YouTube hasn't finished processing yet, but I must go to bed.  HD verison should be available shortly....

YouTube - Doug the veiled chameleon eating

* if a mod could change my original link, I'd greatly appreciate it.

----------


## AkHerps

That is very cool, I just love his tongue!

----------

jfreels (07-15-2010)

----------


## Brstin2flames

Very cool!! Doug is awesome, now I want one! Thanks for sharing!

----------

jfreels (07-15-2010)

----------


## jfreels

If you are serious about getting one, I'd suggest getting a more established one.  Though they are suppose to be hardy, I am just in constant worry about this little guy.  But from looking at the prices at the show, they add about $10 for every week of life they have lived heh.

You'd also think something that small wouldn't poop that much.  While his poo is very small, he pooped four times yesterday in a 12 hour span.  They are almost as interesting to watch poo as a leopard gecko.  I also learned yesterday that they can swim and when they fall, they blow themselves up kinda like a balloon to help with the impact.

----------


## dc4teg

that is soo cool i want one really bad but not sure if i can  :Sad:

----------


## h00blah

> 14. No advertising outside of designated area without Administrator approval. “Designated area” is the For Sale/Trade/Adoption/Wanted Forum, and is free for our members limited use.
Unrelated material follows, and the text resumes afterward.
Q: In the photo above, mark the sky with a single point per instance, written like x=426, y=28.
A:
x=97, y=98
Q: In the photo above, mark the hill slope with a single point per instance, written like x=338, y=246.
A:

All goods, services, or animals advertised in these spaces must be the property of and in possession of the member posting. Administrators reserve the right to pull any ads deemed to fall outside of our Family Friendly parameters or that may constitute a legal liability for the site. Rules for Advertising --- One exception to this rule: Posts or threads made for or by NatPet, USARK, or PIJAC for the purpose of drawing attention to or soliciting help for their cause will be allowed to remain. The work they do is critical for the survival of our hobby and thereby this site as well.


just thought you should know so you don't get any infractions or warnings

----------


## jfreels

Here's an updated pic of Doug. I think the roaches are doing him very good!




Sent from my iPhone using Tapatalk

----------


## Boanerges

Doug is looking good  :Good Job:

----------

jfreels (11-05-2010)

----------


## Teresa

What a handsome little guy!! I love chameleons they are so cool. :Smile:

----------

jfreels (11-05-2010)

----------